Наряду с семейными неурядицами Дима не уставал удивляться русским идиоматическим и сленговым выражениям – половина занятий уходила на то, чтобы удовлетворить его неподдельный интерес к русскому языку. Читал он много, еще больше слушал, поэтому результат непереваренного им объема информации часто заводил в тупик. Никогда я не могла вообразить, что придется отвечать на вопросы типа «почему человек человеку друг, товарищ и брат» или «что такое „социализм с человеческим лицом“».

Голова мутилась не только от Диминой тяги к знаниям – других проблем тоже хватало.
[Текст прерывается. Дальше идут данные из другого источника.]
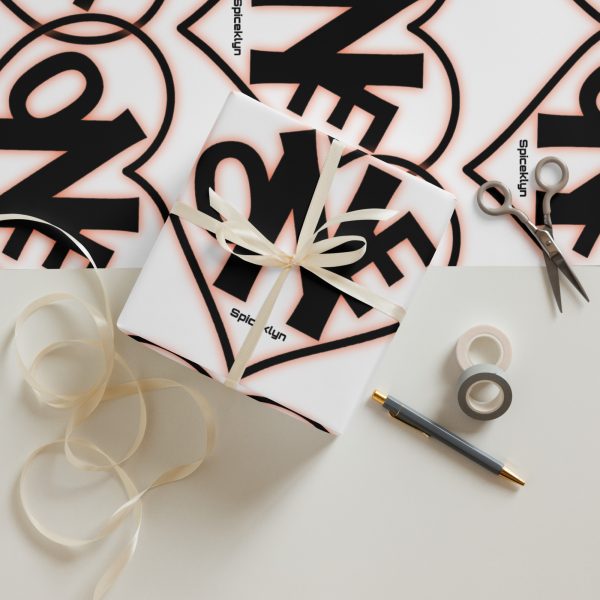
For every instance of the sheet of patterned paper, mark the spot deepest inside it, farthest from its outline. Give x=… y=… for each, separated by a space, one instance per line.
x=104 y=105
x=198 y=302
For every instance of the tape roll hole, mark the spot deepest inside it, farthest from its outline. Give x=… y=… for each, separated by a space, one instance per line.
x=485 y=397
x=485 y=349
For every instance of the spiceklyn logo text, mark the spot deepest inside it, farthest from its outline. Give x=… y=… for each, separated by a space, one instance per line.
x=244 y=318
x=238 y=34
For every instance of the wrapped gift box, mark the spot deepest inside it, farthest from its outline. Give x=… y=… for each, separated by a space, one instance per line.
x=197 y=302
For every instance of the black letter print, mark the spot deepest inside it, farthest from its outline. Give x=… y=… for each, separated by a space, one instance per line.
x=318 y=301
x=84 y=4
x=581 y=206
x=317 y=60
x=289 y=190
x=86 y=144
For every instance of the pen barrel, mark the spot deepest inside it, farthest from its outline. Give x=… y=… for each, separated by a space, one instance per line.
x=412 y=417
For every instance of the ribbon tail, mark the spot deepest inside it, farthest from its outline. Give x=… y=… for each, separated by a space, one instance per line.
x=395 y=311
x=246 y=351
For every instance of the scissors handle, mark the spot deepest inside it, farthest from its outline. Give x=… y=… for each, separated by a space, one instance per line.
x=505 y=208
x=553 y=188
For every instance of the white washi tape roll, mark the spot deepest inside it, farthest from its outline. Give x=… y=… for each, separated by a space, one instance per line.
x=484 y=409
x=467 y=339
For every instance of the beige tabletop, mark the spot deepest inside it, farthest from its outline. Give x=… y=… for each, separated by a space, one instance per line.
x=284 y=511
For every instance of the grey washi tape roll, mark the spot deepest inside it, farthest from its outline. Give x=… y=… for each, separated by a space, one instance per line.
x=488 y=409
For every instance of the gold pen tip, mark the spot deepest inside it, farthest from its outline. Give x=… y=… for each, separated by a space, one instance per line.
x=379 y=396
x=506 y=472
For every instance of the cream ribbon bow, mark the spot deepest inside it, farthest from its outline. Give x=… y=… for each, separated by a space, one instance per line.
x=82 y=406
x=314 y=256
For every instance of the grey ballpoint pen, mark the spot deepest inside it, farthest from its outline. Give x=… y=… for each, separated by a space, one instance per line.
x=411 y=417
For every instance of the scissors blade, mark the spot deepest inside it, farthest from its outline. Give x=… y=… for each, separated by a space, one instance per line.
x=552 y=271
x=561 y=264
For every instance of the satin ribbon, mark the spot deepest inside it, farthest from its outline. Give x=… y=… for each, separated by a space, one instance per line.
x=314 y=256
x=82 y=405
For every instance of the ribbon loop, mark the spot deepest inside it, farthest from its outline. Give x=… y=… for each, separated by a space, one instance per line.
x=314 y=256
x=83 y=405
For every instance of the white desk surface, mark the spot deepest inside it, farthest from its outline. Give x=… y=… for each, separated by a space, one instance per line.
x=285 y=511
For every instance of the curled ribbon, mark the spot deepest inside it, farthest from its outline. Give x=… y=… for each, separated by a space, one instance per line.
x=82 y=405
x=310 y=254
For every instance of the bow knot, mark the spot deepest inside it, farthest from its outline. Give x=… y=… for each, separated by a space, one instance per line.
x=316 y=256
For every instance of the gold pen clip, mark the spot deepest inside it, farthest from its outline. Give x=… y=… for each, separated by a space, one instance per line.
x=413 y=427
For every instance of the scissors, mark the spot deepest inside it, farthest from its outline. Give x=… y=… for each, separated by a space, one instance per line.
x=543 y=235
Я стала замечать, что путаю студентов, и стоит мне увидеть знакомое лицо в коридоре (а они все знакомые!), я сразу начинаю проявлять служебнопедагогическое рвение:

– Идем в аудиторию!

На что больше половины студентов резонно отвечало:

– Да у нас же не вы сейчас по расписанию.

Еще не хватало, чтоб я и расписание стала путать!

Пораскинув умом я пришла к выводу, что до каникул в таком режиме я не дотяну. Институту пользы никакой, а в Греции день моей безвременной кончины вряд ли объявят национальным днем траура. На выходные села в электричку и поехала к друзьям в пригород – может, на воздухе мозги проветрятся.

Пригород, воздух, друзья – это великолепно. Я, вроде бы, стала отходить, но студенты в общей массе и Дима со своими вопросами в частности не выходили из головы. Решила поделиться. Стала рассказывать… и вдруг, по аналогии, вспомнила.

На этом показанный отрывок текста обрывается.